Wheelan said the University remains fully accredited during its year of monitoring. The next step after the one-year review — which could include a sanction, another monitoring report or a full clearance — is contingent upon how successfully UNC implements the plan it presented, she said.
University spokeswoman Karen Moon said in an email that a number of offices on campus are already involved in handling the new supplementary courses, and an email address and phone number have been established specifically for organizing the courses.
But calls and emails made by The Daily Tar Heel to both inquiry lines went unanswered.
Dee Reid, director of communications for the College of Arts and Sciences, and Chris Derickson, assistant provost and University registrar, both said the best information available at this point is that on the University’s website — the same proposals that were submitted to the accrediting agency.
The Department of African and Afro-American Studies did not respond to multiple requests for comment.
According to University documents, 304 alumni who received academic credit for “Type 1” courses — those which either did not exist or the instructor denied teaching and signing the grade roll for — will be given the option of returning to UNC for one supplementary course at any time over the next five years.

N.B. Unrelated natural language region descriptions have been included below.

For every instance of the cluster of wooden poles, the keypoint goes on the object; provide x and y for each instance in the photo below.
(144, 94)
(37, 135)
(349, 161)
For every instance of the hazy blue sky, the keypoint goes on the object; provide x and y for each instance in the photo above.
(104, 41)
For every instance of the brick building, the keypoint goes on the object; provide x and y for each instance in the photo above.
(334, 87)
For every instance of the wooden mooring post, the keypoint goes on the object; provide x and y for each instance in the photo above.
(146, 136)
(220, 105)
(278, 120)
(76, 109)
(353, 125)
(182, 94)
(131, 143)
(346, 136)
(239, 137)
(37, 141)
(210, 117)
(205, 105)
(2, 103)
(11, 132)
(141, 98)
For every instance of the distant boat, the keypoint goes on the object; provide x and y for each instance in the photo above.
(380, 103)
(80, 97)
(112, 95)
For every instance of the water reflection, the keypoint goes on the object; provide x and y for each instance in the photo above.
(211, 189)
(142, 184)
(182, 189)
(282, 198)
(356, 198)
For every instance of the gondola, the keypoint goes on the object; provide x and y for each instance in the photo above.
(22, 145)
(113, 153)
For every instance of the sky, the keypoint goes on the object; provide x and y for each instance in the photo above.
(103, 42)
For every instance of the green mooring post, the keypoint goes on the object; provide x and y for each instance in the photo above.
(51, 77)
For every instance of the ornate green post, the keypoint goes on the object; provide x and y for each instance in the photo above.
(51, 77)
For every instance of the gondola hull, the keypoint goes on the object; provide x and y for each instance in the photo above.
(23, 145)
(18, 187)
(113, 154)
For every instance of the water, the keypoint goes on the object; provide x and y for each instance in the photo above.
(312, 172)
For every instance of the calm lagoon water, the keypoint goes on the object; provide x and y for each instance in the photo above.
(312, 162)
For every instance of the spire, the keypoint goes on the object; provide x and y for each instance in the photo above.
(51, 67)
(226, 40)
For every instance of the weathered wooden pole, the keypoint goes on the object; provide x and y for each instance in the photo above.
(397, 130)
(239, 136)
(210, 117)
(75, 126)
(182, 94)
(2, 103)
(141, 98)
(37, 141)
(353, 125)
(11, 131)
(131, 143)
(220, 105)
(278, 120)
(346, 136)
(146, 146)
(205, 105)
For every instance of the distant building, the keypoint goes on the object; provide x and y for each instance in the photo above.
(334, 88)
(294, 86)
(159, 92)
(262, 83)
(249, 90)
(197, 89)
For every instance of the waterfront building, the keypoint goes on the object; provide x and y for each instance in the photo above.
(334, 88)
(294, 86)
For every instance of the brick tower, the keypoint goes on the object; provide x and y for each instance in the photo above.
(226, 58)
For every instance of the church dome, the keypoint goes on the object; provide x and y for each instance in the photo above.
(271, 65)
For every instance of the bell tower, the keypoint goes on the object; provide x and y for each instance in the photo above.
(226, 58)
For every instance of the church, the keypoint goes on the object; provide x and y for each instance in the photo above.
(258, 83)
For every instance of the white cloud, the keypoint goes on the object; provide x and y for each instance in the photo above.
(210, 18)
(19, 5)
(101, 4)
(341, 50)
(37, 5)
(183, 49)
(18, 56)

University documents state it will cover the costs of tuition, course fees and textbooks for these courses without using any state funding. The total cost of the courses — which can be from any department of the student’s choosing — cannot be determined until the University knows how many students or alumni choose to enroll.

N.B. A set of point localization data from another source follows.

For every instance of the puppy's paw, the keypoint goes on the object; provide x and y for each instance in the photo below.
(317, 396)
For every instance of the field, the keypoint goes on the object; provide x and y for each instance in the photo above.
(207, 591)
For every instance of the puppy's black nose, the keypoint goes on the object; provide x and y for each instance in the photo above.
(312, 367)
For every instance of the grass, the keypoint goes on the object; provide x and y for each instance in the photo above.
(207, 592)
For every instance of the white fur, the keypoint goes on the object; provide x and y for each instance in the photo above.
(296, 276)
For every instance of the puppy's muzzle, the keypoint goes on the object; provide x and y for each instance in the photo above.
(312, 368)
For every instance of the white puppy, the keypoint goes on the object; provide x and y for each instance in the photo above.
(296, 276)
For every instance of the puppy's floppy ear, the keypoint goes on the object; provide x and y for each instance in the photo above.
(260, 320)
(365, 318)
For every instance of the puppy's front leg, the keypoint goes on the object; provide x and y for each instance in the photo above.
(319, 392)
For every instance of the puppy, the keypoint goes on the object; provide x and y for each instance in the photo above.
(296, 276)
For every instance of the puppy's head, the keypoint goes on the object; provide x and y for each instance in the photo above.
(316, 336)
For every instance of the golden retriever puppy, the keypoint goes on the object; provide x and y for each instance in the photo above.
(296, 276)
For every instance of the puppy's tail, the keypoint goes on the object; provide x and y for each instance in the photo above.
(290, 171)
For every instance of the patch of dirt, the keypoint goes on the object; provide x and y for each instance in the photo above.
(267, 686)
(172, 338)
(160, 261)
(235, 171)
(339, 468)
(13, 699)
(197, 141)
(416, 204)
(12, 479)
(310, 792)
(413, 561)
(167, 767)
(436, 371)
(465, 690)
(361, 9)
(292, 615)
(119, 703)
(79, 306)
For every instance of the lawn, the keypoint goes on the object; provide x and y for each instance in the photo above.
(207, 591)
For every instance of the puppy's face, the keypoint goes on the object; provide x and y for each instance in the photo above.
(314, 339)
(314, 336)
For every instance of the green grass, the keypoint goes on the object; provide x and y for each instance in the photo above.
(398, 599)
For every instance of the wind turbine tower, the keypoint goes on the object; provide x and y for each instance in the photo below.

The plan also identifies an additional 46 current students who received credit for irregular courses and who now will be offered three options — taking an additional course, taking a challenge examination or providing past course work to a faculty committee for re-evaluation.
The students will have to pursue one of the options if they wish to pursue graduation, the plan states.

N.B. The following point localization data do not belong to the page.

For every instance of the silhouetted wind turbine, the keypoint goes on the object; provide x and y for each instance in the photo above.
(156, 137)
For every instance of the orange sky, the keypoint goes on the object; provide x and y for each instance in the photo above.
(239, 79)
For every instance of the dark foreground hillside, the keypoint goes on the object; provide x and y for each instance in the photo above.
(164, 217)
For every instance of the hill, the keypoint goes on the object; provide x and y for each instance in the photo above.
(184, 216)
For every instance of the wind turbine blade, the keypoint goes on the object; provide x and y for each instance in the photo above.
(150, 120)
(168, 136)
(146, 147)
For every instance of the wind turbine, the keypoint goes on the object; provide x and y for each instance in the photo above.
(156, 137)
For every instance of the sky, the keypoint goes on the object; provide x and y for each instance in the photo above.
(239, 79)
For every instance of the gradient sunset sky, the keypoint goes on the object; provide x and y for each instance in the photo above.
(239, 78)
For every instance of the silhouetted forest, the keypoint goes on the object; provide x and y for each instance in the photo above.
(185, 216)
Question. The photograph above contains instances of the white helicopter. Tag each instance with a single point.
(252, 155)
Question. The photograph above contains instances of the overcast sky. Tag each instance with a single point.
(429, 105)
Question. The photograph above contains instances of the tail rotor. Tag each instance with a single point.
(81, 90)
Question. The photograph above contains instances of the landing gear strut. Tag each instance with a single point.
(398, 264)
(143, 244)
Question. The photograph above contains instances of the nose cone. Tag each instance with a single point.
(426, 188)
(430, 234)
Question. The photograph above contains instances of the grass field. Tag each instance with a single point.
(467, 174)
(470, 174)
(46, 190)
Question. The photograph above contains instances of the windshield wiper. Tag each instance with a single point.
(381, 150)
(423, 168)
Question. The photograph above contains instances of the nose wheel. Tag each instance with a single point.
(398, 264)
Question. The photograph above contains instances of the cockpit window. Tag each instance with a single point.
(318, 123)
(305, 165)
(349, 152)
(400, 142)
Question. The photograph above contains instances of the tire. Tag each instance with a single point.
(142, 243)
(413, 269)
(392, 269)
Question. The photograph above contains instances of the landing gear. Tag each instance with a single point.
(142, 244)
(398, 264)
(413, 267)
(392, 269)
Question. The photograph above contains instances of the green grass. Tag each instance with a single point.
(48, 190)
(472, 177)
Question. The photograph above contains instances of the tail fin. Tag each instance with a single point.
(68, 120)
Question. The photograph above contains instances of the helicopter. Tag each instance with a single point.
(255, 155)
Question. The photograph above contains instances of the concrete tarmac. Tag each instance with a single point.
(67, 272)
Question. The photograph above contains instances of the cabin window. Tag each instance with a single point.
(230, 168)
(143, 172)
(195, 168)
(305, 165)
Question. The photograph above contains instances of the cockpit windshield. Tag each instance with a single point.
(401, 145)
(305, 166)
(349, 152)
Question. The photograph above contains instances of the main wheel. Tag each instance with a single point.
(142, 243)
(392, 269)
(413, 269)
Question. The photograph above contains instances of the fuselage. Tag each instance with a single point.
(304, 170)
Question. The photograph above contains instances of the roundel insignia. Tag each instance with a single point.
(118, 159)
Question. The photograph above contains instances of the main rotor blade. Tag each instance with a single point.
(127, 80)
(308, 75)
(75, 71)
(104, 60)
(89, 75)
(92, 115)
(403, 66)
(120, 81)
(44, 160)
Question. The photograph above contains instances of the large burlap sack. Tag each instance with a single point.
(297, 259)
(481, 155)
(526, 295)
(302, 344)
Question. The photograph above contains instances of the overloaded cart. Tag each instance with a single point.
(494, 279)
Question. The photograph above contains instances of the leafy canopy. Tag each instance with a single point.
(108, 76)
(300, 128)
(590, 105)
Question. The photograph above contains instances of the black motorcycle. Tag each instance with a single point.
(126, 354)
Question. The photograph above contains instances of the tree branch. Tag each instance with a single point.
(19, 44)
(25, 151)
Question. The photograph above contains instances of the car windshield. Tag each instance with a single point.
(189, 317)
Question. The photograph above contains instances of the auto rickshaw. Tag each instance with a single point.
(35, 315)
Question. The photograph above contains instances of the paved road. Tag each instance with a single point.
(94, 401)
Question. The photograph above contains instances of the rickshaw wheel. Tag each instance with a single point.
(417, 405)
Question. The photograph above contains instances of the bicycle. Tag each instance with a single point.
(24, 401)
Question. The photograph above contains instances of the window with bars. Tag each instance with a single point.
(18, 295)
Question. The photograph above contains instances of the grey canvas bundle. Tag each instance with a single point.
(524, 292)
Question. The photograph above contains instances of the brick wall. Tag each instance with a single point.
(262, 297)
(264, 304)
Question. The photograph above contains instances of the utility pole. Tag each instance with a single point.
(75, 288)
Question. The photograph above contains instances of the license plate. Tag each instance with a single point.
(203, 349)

Outgoing Chancellor Holden Thorp said in February, when the University was first responding to the accrediting agency, that he wanted to consider various ways to make it up to students who enrolled in classes not up to University standards — which is where the supplementary classes come in.
Now, Thorp said he’s pleased with the agency’s decision because it shows the University met the desired conditions to maintain its accreditation.
“We understand what they’re expecting of us,” he said. “My successors will put that in the monitoring report that goes to (the agency) next summer, and I expect that to go smoothly.”
University Editor Jordan Bailey contributed reporting.